PsiQuantum to Tackles Climate Change Tech

Mitigating the effects of climate change is rightfully on many agendas. At the Davos conference yesterday, PsiQuantum announced Qlimate, “A subsidiary of PsiQuantum, Qlimate is a quantum computing net zero initiative that builds partnerships to develop and scale decarbonization technology breakthroughs.”

PsiQuantum, like many others, has set ambitious goals. It reported that Qlimate has “short-listed the most promising and highest impact decarbonization use cases that can run on first-generation utility-scale quantum computers. These use cases will enable breakthrough solutions across agriculture, solar, electric batteries, green hydrogen, carbon capture, green ammonia, cement and more. Taken together, these use cases will enable substantial decarbonization impact, and contribute towards the planet getting back on a 1.5°C pathway.”

The company says Qlimate is partnering with business, government and philanthropy to deliver on this mission, and will “optimize use case algorithms for deployment on the first utility-scale quantum computer, quantify their impact, and scale the resulting solutions.”

AWS Joins Q-NEXT; Las Alamos Researchers on Chaos

Last week AWS joined Q-NEXT, one of the quantum research centers established by the National Quantum Initiative Act and based at Argonne National Laboratory. Currently there are 13 companies, 10 universities, and three DOE labs at Q-NEXT. In 2021, AWS opened the AWS Center for Quantum Computing. Its goal is to accelerate the development of quantum computing hardware and applications based on superconducting qubits.

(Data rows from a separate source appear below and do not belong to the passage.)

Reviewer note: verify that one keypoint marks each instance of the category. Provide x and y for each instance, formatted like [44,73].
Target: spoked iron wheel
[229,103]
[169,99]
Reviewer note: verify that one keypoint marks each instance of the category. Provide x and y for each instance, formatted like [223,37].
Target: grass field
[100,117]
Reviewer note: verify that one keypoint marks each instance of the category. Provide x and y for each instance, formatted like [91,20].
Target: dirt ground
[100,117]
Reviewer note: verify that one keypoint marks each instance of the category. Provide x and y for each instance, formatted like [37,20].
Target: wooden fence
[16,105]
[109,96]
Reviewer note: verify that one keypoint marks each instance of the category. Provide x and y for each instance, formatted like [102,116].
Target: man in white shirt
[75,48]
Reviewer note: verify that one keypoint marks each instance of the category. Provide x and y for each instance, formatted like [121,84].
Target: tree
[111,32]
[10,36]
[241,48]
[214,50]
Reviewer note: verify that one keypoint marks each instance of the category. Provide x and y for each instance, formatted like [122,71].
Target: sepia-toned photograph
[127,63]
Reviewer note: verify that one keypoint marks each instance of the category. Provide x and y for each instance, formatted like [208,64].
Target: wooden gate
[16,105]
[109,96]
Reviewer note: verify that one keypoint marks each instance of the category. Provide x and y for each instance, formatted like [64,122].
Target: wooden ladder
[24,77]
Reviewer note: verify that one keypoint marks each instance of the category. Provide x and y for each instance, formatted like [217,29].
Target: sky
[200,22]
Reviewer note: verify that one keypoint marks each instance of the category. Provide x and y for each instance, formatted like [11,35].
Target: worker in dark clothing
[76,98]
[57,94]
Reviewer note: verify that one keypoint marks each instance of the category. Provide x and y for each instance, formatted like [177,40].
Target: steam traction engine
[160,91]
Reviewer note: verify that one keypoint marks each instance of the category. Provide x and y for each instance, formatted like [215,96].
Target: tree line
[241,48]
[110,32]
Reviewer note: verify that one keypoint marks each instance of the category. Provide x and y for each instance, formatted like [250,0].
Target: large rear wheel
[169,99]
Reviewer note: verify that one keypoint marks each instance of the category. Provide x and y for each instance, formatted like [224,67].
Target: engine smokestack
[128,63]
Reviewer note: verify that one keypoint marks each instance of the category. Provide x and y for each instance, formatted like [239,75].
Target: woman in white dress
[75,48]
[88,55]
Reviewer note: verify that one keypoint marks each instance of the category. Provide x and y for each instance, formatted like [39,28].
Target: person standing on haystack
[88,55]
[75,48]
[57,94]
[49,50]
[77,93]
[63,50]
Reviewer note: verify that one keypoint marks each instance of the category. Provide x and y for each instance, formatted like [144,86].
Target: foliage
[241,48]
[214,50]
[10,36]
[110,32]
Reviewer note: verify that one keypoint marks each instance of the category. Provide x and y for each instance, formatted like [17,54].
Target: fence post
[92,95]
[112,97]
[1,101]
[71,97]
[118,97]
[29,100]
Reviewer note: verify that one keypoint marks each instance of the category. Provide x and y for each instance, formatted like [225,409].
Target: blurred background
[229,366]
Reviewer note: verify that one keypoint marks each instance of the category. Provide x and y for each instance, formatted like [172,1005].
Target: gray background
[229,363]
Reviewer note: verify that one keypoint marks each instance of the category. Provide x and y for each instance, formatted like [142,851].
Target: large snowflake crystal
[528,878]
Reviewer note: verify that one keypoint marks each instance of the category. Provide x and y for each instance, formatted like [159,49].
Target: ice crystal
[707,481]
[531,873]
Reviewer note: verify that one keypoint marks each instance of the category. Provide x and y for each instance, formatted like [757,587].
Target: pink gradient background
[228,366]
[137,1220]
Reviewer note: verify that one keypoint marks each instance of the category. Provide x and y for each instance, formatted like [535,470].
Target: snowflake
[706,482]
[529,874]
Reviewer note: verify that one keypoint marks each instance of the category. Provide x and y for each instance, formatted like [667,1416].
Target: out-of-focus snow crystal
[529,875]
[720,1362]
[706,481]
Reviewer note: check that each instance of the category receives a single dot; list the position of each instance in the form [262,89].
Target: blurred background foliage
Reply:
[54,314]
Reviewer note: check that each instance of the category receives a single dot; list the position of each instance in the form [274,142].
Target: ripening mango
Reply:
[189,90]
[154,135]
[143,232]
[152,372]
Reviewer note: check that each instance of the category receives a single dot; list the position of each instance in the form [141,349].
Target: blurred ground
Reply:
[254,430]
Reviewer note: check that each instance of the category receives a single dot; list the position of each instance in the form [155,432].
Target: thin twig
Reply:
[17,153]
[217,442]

Lastly, Las Alamos National Laboratory reported a “breakthrough in understanding quantum chaos could open new paths into researching quantum information and quantum computing.” Here’s an excerpt from the announcement:

“By applying balanced energy gain and loss to an open quantum system, we found a way to overcome a previously held limitation that assumed interactions with the surrounding environment would decrease quantum chaos,” said Avadh Saxena, a theoretical physicist at Los Alamos National Laboratory and member of the team that published the paper on quantum chaos in Physical Review Letters. “This discovery points to new directions in studying quantum simulations and quantum information theory.”

“Quantum chaos differs from classical-physics chaos theory. The latter seeks to understand deterministic, or non-random, patterns and systems that are highly sensitive to initial conditions. The so-called butterfly effect is the most familiar example, whereby the flap of a butterfly’s wings in Texas could, through a bewilderingly complicated but not random chain of cause and effect, lead to a tornado in Kansas.”